Coincidences

As an eighteen-year-old boy Don Crompton got a summer job working for the U.S. Forest Service outside Buhl, Idaho.  The following summer his supervisor made him the crew boss over two other young men.

The three young men lived in a cabin nestled in a deep, V-shaped valley.  Each morning by the time the sun came up over the ridge and bathed the cabin in sunshine, the three men were already out of the cabin and hard at work.

One morning, however, Don awoke to find the sun shining in his face through the window.  His mind said, “Oh, no, we’ve slept in!  I’ve got to get up.”  His body, however, wouldn’t respond.  Try as he might he could move neither his arms nor legs.  A wave of panic swept over him which provided just enough adrenaline to enable him to roll out of bed.  Hitting the floor provided enough additional adrenaline to give him the strength to crawl and pull himself to the door.

As he laid outside recovering in the fresh air he realized that his friends were still inside the cabin and in the same condition he’d been in.  He crawled back inside and drug both young men out into the open.

A gas leak had occurred.  All three young men had been just minutes away from succumbing.  But for the timely arrival of the sun and for Don’s mental and physical exertions, they would have perished.  Don said that his head throbbed all that day.

A few years later Don was working on a construction crew.  His coworkers were rough, crude, and unpleasant to be around.  The job was tough to endure.

One day during the lunch break Don went to a nearby park to eat alone, and to find a reprieve from his coarse companions.  With purpose he chose to sit at an unoccupied picnic table with no one else nearby.  A few minutes later, however, he found himself feeling irritated as his solitude was invaded by a man who seated himself at the other end of the table and began eating his own lunch.  His irritation only grew as the man began making unpleasant sounds.
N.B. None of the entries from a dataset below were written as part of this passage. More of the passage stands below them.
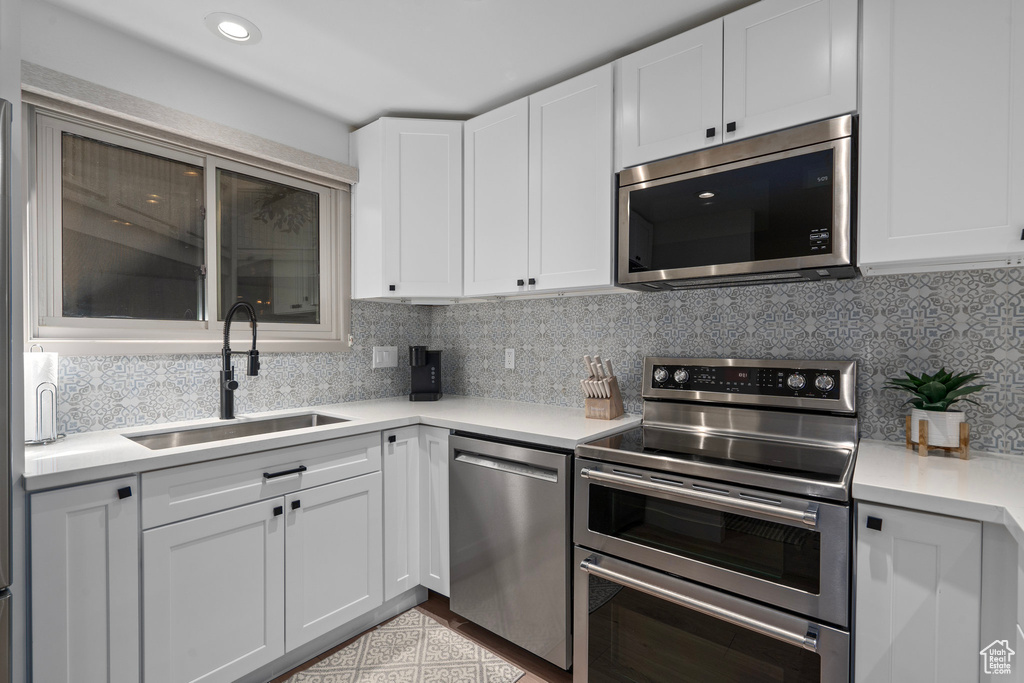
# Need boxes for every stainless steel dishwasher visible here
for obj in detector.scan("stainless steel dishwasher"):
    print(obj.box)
[449,433,572,669]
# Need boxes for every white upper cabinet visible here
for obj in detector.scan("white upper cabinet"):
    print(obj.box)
[351,118,462,299]
[463,98,529,296]
[858,0,1024,274]
[615,19,722,170]
[616,0,857,170]
[528,65,614,291]
[723,0,857,142]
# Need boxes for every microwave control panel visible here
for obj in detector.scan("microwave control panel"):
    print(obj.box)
[647,365,843,398]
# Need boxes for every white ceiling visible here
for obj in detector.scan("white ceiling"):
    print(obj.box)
[39,0,752,127]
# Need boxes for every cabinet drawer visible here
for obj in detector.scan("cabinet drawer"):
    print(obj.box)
[142,432,381,528]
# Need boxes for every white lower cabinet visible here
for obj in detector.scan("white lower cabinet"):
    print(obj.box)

Don was ashamed of his own inhumanity and lack of friendliness; but his need to be alone was paramount, so he rose to leave.  As he did so he glanced at the man.  The man was clutching at his throat and looking desperate.  It suddenly became obvious that the awful sounds the man was making were because he was choking and turning purple.  Don sprang to the man’s aid and administered the Heimlich maneuver.  The offending piece of meat popped out of the man’s throat with a sound like a cork being removed from a bottle.

That being accomplished, Don picked up his lunch and was leaving when the man uttered a heartfelt thank you.  “It was nothing,” Don said, and left.

Years later, as an official with the U.S. Forest Service, Don was in a room awaiting the arrival of the executives from the power company with whom he and his associates were to meet.  As they entered, one of them loudly and excitedly exclaimed, “You’re the man!  This is the man!  This is the man who saved my life!”

Don would never have recognized the man he had saved from choking; but contrariwise, Don’s features had been indelibly impressed upon the man’s mind.

A similar thing happened as Don was serving as an emergency medical technician in the little town of Heppner, Oregon.  He received a notice on his radio about an emergency just two doors from his own house.  Rather than reporting to the appointed gathering spot, Don ran straight to the house.  A screaming woman emerged, followed by a staggering man holding his chest.  As Don reached him the man collapsed in his arms.  He was bleeding from a gunshot wound.  Don applied compression to stop the bleeding.  Other help arrived, and the man was sent off to the hospital.

Don asked a doctor how the man would be.  The answer was, “He doesn’t have a chance.”

Don forgot about the incident.

Several years later his tires needed attention.  The technician at the tire shop took one look at Don and said, “You’re the guy who saved my life!”

The last thing a person sees as he’s about to leave this world must make a lasting impression.